Writing original hooks
Coming up with a catch phrase out of thin air has to be tough right? Not really. You probably hear several every day. You just need to learn to listen to other folks. And listen to yourself too. Carry a small notebook (or pda) and jot down random quotes you hear. You may be surprised at how good many of them are.

But if your notepad is blank and so is your brain there is still hope. Of course I can’t guarantee a good hook, but you should be able to come up with something.

Step 1. Look around, what’s the first thing that catches your eye? For me it was the bookshelf.
Step 2. Write down everything you can think of that pertains to the object you just picked out. Describe its physical characteristics and any thoughts it may bring. My bookshelf:
is made of wood.
1. Rectangular in shape.
2. Brown in color.
3. (you can and probably should have more in your list)

So now we have a brown wood rectangle. Wood makes me think of the woods or a forest. If the wood or forest is brown it is probably fall. So there’s one hook – fall in the forest. You could turn it around also, a forest in the fall. That could work for a lot of songs. You have nice alliteration and fall can be taken several ways for variations in your song. But we’re not done yet.
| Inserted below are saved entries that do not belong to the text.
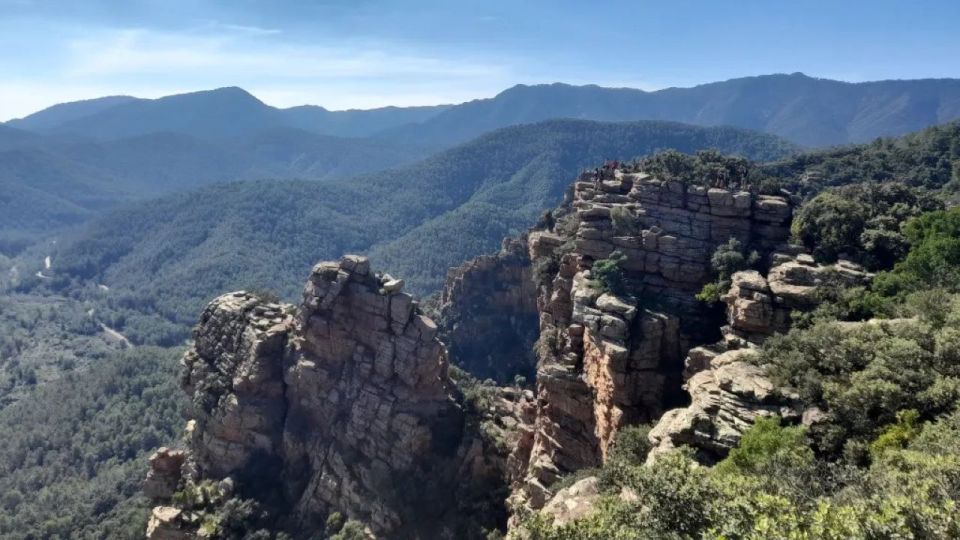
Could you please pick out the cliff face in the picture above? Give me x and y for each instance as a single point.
(728, 390)
(612, 358)
(341, 405)
(345, 404)
(488, 314)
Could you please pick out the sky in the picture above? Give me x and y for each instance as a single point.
(370, 53)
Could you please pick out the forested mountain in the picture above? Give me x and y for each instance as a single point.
(52, 182)
(174, 253)
(53, 117)
(217, 114)
(806, 110)
(802, 109)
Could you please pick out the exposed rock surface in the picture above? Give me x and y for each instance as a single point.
(758, 306)
(607, 360)
(343, 405)
(488, 314)
(163, 477)
(728, 391)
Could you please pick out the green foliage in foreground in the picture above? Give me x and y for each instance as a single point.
(772, 487)
(727, 260)
(73, 453)
(862, 222)
(608, 273)
(883, 463)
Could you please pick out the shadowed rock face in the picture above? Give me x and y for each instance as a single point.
(728, 391)
(608, 359)
(341, 405)
(488, 314)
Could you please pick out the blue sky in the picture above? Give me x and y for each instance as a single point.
(369, 53)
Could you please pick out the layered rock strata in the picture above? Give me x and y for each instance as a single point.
(728, 390)
(608, 359)
(344, 404)
(488, 314)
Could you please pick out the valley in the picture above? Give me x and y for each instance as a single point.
(547, 337)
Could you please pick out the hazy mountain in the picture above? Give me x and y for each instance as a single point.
(57, 115)
(805, 110)
(213, 114)
(175, 253)
(356, 122)
(52, 182)
(802, 109)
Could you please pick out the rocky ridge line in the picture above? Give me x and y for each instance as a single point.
(344, 404)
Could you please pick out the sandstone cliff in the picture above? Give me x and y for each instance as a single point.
(488, 314)
(613, 358)
(343, 404)
(728, 390)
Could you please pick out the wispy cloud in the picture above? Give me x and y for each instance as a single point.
(145, 52)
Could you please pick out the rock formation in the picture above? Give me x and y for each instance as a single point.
(614, 358)
(344, 404)
(728, 391)
(488, 314)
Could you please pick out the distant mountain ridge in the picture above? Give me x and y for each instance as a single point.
(806, 110)
(418, 220)
(217, 114)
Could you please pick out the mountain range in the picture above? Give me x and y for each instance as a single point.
(66, 164)
(174, 252)
(805, 110)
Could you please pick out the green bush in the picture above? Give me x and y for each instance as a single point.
(607, 273)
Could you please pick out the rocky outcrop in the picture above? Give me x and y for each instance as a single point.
(612, 358)
(758, 306)
(163, 478)
(728, 390)
(344, 404)
(488, 314)
(727, 396)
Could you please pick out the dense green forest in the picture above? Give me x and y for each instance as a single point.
(43, 337)
(167, 257)
(79, 417)
(73, 452)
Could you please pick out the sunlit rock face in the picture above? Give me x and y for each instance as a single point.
(343, 404)
(611, 358)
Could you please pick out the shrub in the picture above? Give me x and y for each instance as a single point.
(608, 274)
Brown wood rectangle is kind of wordy but change rectangle to square and you have brown wood square. That might be a little tougher to write a song around but I think it can be done. Back to the rectangle, what are some rectangular things? How about a swimming pool? The brown wood becomes a brown log, a brown log in the swimming pool. Hmmm, I think that’s enough brainstorming for now.

Those may not be the best hooks ever; I just wanted to explain the process. It’s a structured free association. One thought leads to another until something sticks. Grab that hook and work it.